Turkey urges Russia to address Syrian ceasefire violations in Idlib

AFP
Published Mar 11, 2020, 4:04 pm IST
Updated Mar 11, 2020, 4:04 pm IST
Turkey set up military observation posts in Idlib under a 2018 deal with Russia aimed at preventing a regime assault
A Turkish military convoy drives near the Syrian town of Kefraya on the highway linking the northwestern Syrian province of Idlib to the Bab al-Hawa border crossing with Turkey. AFP Photo
 A Turkish military convoy drives near the Syrian town of Kefraya on the highway linking the northwestern Syrian province of Idlib to the Bab al-Hawa border crossing with Turkey. AFP Photo

Ankara: Turkey urged Russia on Wednesday to deal with alleged violations of a week-old ceasefire by Syrian government forces in Idlib, the last bastion of resistance to President Bashar al-Assad.

"Although there are only small incidents here and there, the ceasefire has started to be violated," said President Recep Tayyip Erdogan, who backs some rebel groups in Idlib.

 

"We are sharing these developments with Russia... and expect them to take measures." Erdogan agreed a truce last week with his Russian counterpart Vladimir Putin, who supports government forces, but previous deals have proved temporary.

Turkey launched a military operation in Syria after more than 50 of its soldiers were killed in Idlib last month.

Defence Minister Hulusi Akar said talks were proceeding "in a constructive fashion" with Russia to launch joint patrols along the key M4 road in Idlib on Sunday, as agreed under the ceasefire deal.

 

As well as supporting some rebel groups, Turkey set up military observation posts in Idlib under a 2018 deal with Russia aimed at preventing a regime assault.

"We signed the temporary ceasefire in Moscow. The matter now is to turn this ceasefire into a permanent one. We are chasing this speedily now. Once we are done with it, we will have an easier task," Erdogan said.

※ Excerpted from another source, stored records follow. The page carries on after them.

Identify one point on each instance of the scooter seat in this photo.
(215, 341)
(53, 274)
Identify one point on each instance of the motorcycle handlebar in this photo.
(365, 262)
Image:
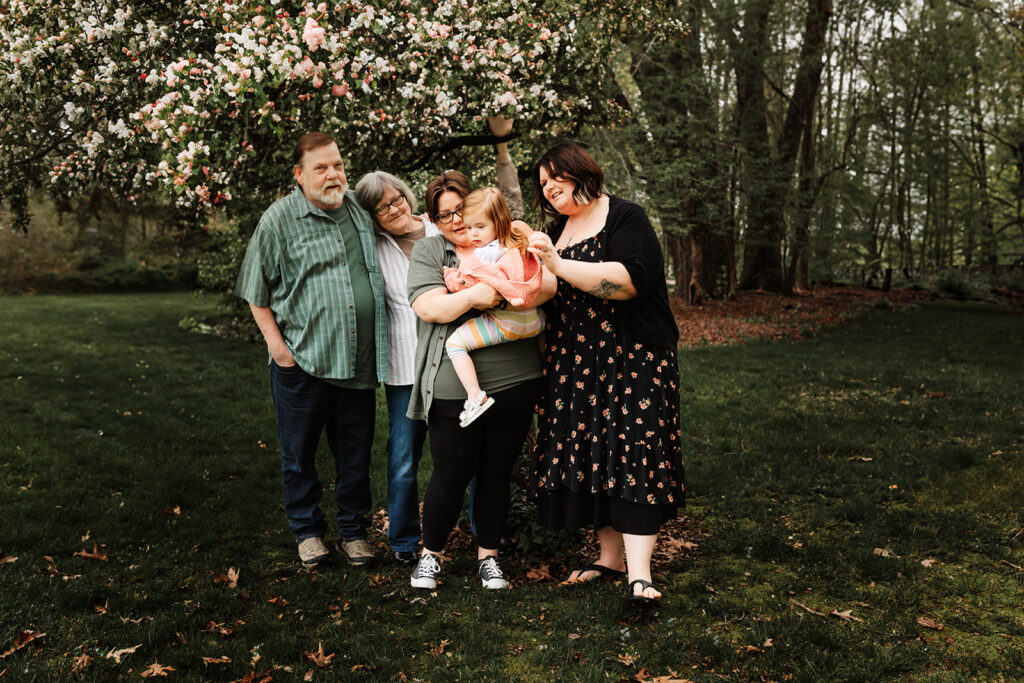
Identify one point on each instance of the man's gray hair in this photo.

"In the face of the smallest attack (on our posts), we will not only retaliate, but we will respond much more heavily." Damascus, backed by Iranian troops and Russian air strikes, has been fighting to retake Idlib since December, pushing close to a million civilians northwards towards Turkey's border.

 

Turkey already hosts some four million refugees, and has called for greater assistance from Europe and its NATO partners in dealing with the crisis.